30~40代で共働き世帯、そして友達家族のような和気あいあいとコミュニティがはずむ家族。間取りにどんな工夫が求められるのでしょうか?
家族がつながる住まいをつくる5つの工夫
具体的には次の5つのポイントを考えてみることです。■ポイント1:中入りリビング・ダイニングスタイル
玄関に入ると玄関ホールがあり、そこからすぐにダイニングに入る間取りです。家族が外出する。帰ってくる。とにかくいつでも顔を見ることができる、共有スペースを中心とした間取りです。
■ポイント2:ダイニングに家事コーナーを設ける
団らんの中心となるダイニングの近くに家事コーナーをつくり、そこをキーステーションとして家族の動線を考えます。
家事コーナーにはパソコン、家族関係の書類、学校関係の連絡など、情報のコミュニケーションの場になります。さらに家事の軽減にもつながっていきます。
■ポイント3:子ども部屋はコンパクトにする
受験期になれば自分の部屋に机が必要ですが、できる限り狭くし、共有の机を廊下などに設ける考え方です。子どもが小さいうちはダイニングなどで家族と触れ合い、見守られているといった安心感が子どもには大切です。子ども部屋をつくってもあまり個室化しないことです。
■ポイント4:玄関視線を意識した間取り
間取りを説明する際「気配を感じられる」という言葉が良く使われます。気配とは、はっきり見えないが周囲の様子から何となく漠然と感じられる様子のことです。
具体的な表現手法はスペースをずらす、吹抜けや中庭・抜け感を活かすなどです。又素材であればルーバーやスリガラス、乳白のポリカーボネイトなどを採用することでした。

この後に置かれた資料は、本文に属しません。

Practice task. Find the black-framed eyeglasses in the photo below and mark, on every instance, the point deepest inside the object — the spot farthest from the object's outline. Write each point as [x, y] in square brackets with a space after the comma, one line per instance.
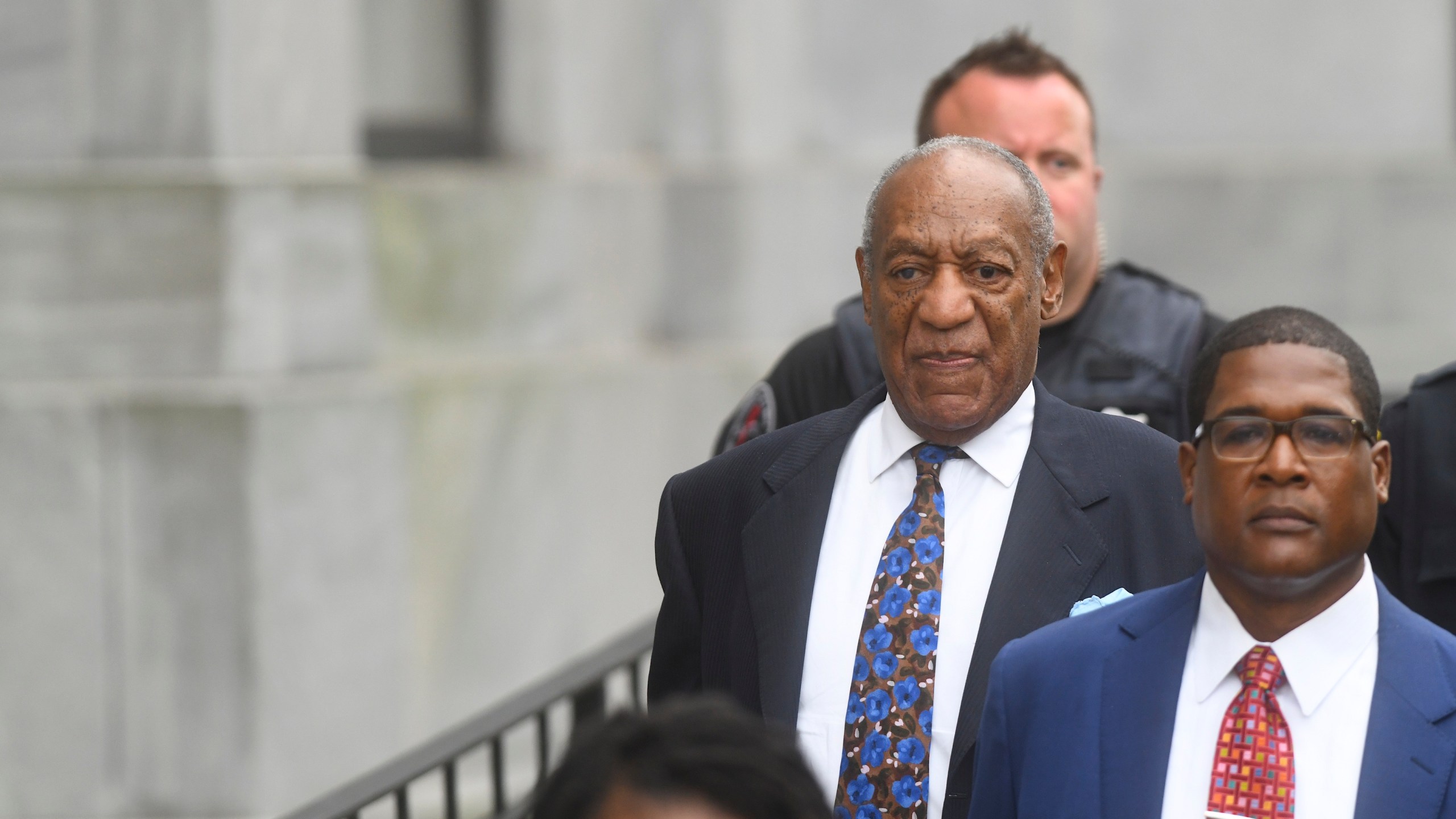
[1250, 437]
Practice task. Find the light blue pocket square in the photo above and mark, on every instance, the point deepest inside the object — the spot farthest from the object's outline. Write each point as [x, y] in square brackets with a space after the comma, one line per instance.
[1094, 602]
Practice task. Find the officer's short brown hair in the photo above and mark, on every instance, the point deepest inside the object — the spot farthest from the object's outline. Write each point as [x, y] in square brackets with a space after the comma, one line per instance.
[1012, 55]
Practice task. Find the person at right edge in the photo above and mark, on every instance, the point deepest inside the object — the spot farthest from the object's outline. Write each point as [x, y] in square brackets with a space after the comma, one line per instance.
[1414, 547]
[1126, 337]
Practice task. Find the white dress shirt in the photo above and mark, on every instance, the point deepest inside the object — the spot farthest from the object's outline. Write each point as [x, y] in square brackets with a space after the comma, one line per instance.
[1330, 668]
[874, 484]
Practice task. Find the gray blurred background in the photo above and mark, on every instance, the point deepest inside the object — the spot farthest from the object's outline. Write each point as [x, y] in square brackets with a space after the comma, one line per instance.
[346, 344]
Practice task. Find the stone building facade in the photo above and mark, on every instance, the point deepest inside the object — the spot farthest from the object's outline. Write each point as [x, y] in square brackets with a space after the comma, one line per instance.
[306, 455]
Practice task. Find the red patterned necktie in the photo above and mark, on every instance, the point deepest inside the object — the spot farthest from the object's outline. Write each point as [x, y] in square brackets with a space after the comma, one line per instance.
[1254, 764]
[887, 727]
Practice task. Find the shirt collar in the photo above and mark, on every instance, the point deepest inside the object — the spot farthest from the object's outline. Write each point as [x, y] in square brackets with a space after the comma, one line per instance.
[1315, 656]
[1001, 449]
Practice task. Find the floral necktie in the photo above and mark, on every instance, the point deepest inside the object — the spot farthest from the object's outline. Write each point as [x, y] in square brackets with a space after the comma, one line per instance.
[887, 726]
[1254, 763]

しかしこれからは玄関への視線をどうするかも大切なキーワードになるかも知れません。
外に開かれている玄関は友人・知人が入ってきます。特に30~40代の世帯は気軽に交流パーティなどを開催します。子どものコミュニケーションを発達させる意味でも、共有スペースからの玄関視線はどうなっているのかチェックしておくことです。
■ポイント5:ウッドデッキのアウトドアライフ
30~40代にとってアウトドアライフスタイルは特別なことではなく日常の楽しみのひとつです。あらかじめスペースを想定し、給水や排水を考えておくことです。そして周囲のプライバシーにも配慮した外構計画を立てておくことです。